LANSING, Mich. — Michigan physicians today encouraged voters to stay safe from COVID-19 while casting their ballots for the General Election by choosing a safe voting option, which could include voting early in person at local clerk’s offices, sending their absentee ballot as soon as possible via mail or using a secure dropbox, or exercising safety precautions — including wearing masks — while voting in person during Election Day on Nov. 3 at their polling place.
“As physicians, we have a responsibility to help Michigan voters exercise their right as citizens while knowing that we can vote in person safely by taking science- and evidence-based precautions,” said Dr. Farhan Bhatti, MD, a family physician in Lansing and Michigan State Lead for the Committee to Protect Medicare, as well as a member of the bipartisan VoteSafe Michigan coalition. “We applaud the steps Secretary of State Jocelyn Benson and local clerks are taking to maximize voters’ safety and increase voting security. Voting early at our local clerk’s office can help reduce crowds on Election Day, as well as limit the number of people poll workers interact with on Nov. 3. We cannot emphasize enough the importance of wearing a mask, keeping six feet apart and frequent handwashing to reduce the risk of COVID-19. Our message to voters is ‘Go vote and do it safely.’”
Bhatti and other physicians called on voters to practice diligent safety behaviors as COVID-19 cases increased this week in Michigan. Neighboring states such as Wisconsin, Ohio and Indiana saw record-breaking surges in positive cases this week, with hospitals in some of those states near capacity.
“The scientific evidence is clear: The best way to keep ourselves safe, reduce the risk of COVID-19 infection and minimize outbreaks to protect people in our communities is by wearing a mask, keeping our distance and maintaining good personal hygiene –and these rules apply inside and outside the voting booth,” said Dr. Jan Liu, a family physician who practices in Perry. Dr. Jan Liu, MD, a family physician who practices in Perry “As physicians, we are asking people to please listen to the science and the medical professionals, and not to politicians who continue to spread dangerous, medically inaccurate misinformation. Michigan and the entire country still faces public health risks from COVID-19, but by taking simple precautions and doing everything we can to reduce crowded gatherings, we can keep each other safer and reduce risks as we head to the ballot box.”

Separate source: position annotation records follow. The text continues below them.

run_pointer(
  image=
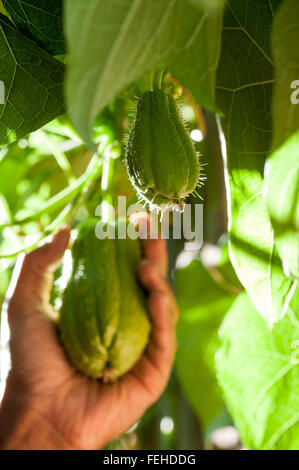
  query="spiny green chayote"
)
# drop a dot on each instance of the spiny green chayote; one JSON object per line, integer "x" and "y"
{"x": 161, "y": 160}
{"x": 103, "y": 321}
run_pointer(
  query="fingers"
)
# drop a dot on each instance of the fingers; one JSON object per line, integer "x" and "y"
{"x": 152, "y": 280}
{"x": 31, "y": 289}
{"x": 149, "y": 377}
{"x": 154, "y": 249}
{"x": 156, "y": 252}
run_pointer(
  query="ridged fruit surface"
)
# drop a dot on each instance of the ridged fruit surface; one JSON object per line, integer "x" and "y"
{"x": 161, "y": 160}
{"x": 103, "y": 320}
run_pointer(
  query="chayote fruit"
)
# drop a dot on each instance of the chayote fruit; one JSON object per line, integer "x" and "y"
{"x": 103, "y": 320}
{"x": 162, "y": 162}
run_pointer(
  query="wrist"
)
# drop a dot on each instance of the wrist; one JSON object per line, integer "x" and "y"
{"x": 23, "y": 428}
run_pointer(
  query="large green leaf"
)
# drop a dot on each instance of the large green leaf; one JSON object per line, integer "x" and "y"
{"x": 203, "y": 303}
{"x": 244, "y": 93}
{"x": 113, "y": 43}
{"x": 282, "y": 176}
{"x": 40, "y": 20}
{"x": 33, "y": 84}
{"x": 259, "y": 373}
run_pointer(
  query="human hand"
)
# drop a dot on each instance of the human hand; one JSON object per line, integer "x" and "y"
{"x": 49, "y": 405}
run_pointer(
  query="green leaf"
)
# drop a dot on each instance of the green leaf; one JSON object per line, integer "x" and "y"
{"x": 244, "y": 93}
{"x": 203, "y": 303}
{"x": 259, "y": 373}
{"x": 282, "y": 176}
{"x": 33, "y": 84}
{"x": 40, "y": 20}
{"x": 282, "y": 188}
{"x": 114, "y": 43}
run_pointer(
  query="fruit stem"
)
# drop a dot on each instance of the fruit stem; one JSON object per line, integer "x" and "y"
{"x": 158, "y": 79}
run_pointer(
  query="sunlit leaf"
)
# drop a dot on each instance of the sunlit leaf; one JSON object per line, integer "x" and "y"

To maximize safety when voting in-person, the physicians urged the following:
- All voters should wear masks to reduce the spread of COVID-19.
- All voters should maintain social distancing, keeping at least 6 feet away from the nearest person.
- Voters should wash their hands frequently, and practice strong personal hygiene before, during and after they go to a polling location.
- Elections officials should set up hand sanitizing stations at polling locations.
- Elections officials should keep individuals at least 6 feet apart from each other and encourage voters to wear masks.
The physicians said voters can also encourage their local clerks to increase the number of secure ballot drop boxes and extend office hours to accommodate higher voter interest and participation in the General Election. Some communities have expanded services and hours in recent weeks, including Grand Rapids, Kalamazoo and several in the metro Detroit area.
For those who choose to return their absentee ballots by mail, the physicians encouraged voters to mail them two weeks — no later than Oct. 20 — before Election Day, in light of ongoing concerns over U.S. Postal Service delivery delays.
This year’s general election is the first major election to implement reforms that voters approved in 2018 designed to make voting more convenient and more secure in Michigan. The 2018 reforms now allow eligible voters to register to vote at any Secretary of State office, their local clerk’s office or during registration drives by Oct. 19, and request an absentee ballot without giving a reason. Between Oct. 20 and 8 p.m. on Election Day Nov. 3, voters can register at their local clerk’s office. Voters can cast their ballot early either in-person at their clerk’s office, depositing them in secure drop boxes in the community where they are registered to vote and by mailing their ballots. In some communities, such as Detroit, voters can also register to vote and cast their ballots early at satellite voting locations.
The reforms are already leading to increased voter participation, with absentee ballot requests higher than in the previous 2016 presidential election. Anticipating high voter participation, several communities are increasing the number of secure ballot drop boxes.
Resources for Michigan voters:
Register to vote and get other information: https://mvic.sos.state.mi.us/
Find a secure ballot drop box in the community: https://michigandropbox.com/
About the Committee to Protect Medicare
The Committee to Protect Medicare is an advocacy organization made up of frontline doctors engaging in direct advocacy and communications in support of a stronger healthcare system in America. To learn more: http://committeetoprotect.org/
NOTE: The physicians above are speaking in their capacity as members of the Committee to Protect Medicare. They should be identified only as indicated in this news release.